A person who cares of you challenges you. He encourages you to strive for your dreams, but doesn’t get disappointed in you when things don’t go as planned. He’s the kind of person that attends every one of your games, or recitals, or concerts or workshops and listens intently to the same words you’ve said a thousand times and acts like each repeated thought is brand new and profound.

That’s Jesus. He cares for you. When the world crashed in, remember. Jesus cares for you.

Caring has another side to it. It’s not a pleasant side at the time, but it’s an important side none-the-less. If a parent, for example, cares for his child he disciplines his child. Discipline isn’t punishment. Punishment has anger at its base and revenge as its motive. Discipline is more about love, about shaping, about molding. Its motive is love. Its desire is pure.

Alongside discipline is its twin, tough love. Discipline says I’ll mold you. Tough love says, “if I have to, I’ll let the consequences of your decisions run their course. Then, I’ll mold you when you are ready.

Discipline and tough love are never fun. Not for the receiver or the giver. But discipline and tough love both work together to create character and integrity that will bring us through the tough times.

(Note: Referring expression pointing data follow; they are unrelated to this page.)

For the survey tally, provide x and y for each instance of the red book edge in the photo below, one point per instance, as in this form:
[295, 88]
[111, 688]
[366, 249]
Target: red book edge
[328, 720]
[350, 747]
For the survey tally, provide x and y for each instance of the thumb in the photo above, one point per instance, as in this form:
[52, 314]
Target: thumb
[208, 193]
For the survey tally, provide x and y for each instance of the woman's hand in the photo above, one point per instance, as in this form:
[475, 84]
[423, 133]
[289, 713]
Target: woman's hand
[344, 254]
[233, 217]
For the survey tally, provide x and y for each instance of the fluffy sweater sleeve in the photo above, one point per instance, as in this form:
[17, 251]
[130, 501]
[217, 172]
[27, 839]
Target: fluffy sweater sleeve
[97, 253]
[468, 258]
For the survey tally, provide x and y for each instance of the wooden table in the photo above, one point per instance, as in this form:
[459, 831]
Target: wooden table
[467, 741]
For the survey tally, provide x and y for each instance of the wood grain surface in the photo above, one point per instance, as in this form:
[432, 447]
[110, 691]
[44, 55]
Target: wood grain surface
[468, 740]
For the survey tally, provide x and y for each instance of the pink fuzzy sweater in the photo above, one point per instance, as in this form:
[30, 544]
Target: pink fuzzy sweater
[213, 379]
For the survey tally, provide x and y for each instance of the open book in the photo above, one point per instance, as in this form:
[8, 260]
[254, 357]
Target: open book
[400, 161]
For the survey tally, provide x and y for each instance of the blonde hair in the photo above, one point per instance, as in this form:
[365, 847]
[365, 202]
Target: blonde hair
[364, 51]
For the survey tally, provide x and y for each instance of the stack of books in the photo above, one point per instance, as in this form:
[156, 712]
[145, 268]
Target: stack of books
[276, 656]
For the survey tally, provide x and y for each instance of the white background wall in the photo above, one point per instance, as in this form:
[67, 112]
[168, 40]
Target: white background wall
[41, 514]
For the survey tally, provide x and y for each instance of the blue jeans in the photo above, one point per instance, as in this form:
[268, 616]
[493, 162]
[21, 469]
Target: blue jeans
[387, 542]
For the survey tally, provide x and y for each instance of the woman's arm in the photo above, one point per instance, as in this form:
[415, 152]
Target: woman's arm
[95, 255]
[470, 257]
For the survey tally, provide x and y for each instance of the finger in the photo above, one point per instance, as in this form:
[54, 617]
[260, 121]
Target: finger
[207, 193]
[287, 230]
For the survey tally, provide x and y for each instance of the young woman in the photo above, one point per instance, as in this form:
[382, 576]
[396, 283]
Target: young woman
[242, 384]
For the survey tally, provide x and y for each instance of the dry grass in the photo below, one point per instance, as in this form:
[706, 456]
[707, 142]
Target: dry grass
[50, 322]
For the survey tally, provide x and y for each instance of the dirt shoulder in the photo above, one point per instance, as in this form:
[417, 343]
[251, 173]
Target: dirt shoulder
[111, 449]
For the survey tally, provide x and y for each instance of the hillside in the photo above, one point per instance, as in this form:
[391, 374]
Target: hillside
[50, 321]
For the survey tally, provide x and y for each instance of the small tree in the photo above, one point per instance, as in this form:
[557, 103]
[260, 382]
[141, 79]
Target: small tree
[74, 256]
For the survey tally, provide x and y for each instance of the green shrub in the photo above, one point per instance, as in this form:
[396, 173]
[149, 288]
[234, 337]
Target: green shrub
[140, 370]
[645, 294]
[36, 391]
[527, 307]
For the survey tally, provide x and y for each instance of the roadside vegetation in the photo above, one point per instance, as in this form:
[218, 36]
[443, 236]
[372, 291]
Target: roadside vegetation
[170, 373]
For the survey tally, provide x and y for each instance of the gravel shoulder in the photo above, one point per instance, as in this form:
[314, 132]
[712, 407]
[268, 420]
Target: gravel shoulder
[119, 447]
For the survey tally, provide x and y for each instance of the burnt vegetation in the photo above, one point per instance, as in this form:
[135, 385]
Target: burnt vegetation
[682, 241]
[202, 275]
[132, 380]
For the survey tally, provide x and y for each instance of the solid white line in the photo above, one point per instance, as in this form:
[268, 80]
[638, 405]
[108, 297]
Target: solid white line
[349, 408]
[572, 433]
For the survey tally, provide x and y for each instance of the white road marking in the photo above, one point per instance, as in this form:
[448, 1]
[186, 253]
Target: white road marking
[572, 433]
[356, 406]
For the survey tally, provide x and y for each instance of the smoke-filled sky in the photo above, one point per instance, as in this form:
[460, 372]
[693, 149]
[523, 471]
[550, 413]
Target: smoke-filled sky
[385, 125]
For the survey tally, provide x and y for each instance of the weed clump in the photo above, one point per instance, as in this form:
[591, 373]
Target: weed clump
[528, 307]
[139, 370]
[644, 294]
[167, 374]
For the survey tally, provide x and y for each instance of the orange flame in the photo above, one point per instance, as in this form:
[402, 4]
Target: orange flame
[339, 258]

That’s Jesus. He cares for you. He loves you the way you are, but loves you far too much to leave you that way. When life gets hard, don’t get angry or bitter. Remember that Jesus cares. Talk to Him. Rest in Him. Let his healing arms of love surround you.

PRAYER: Dear Jesus. Thank you for caring for me. I know I’m not always an easy one to love. I make bad choices. I hurt people and myself. I get angry at you when I don’t get my way. I’m just a spoiled two-year-old sometimes. I’m so undeserving of your patient, loving care but I thank you for being here for me. You truly are an Awesome God. Amen.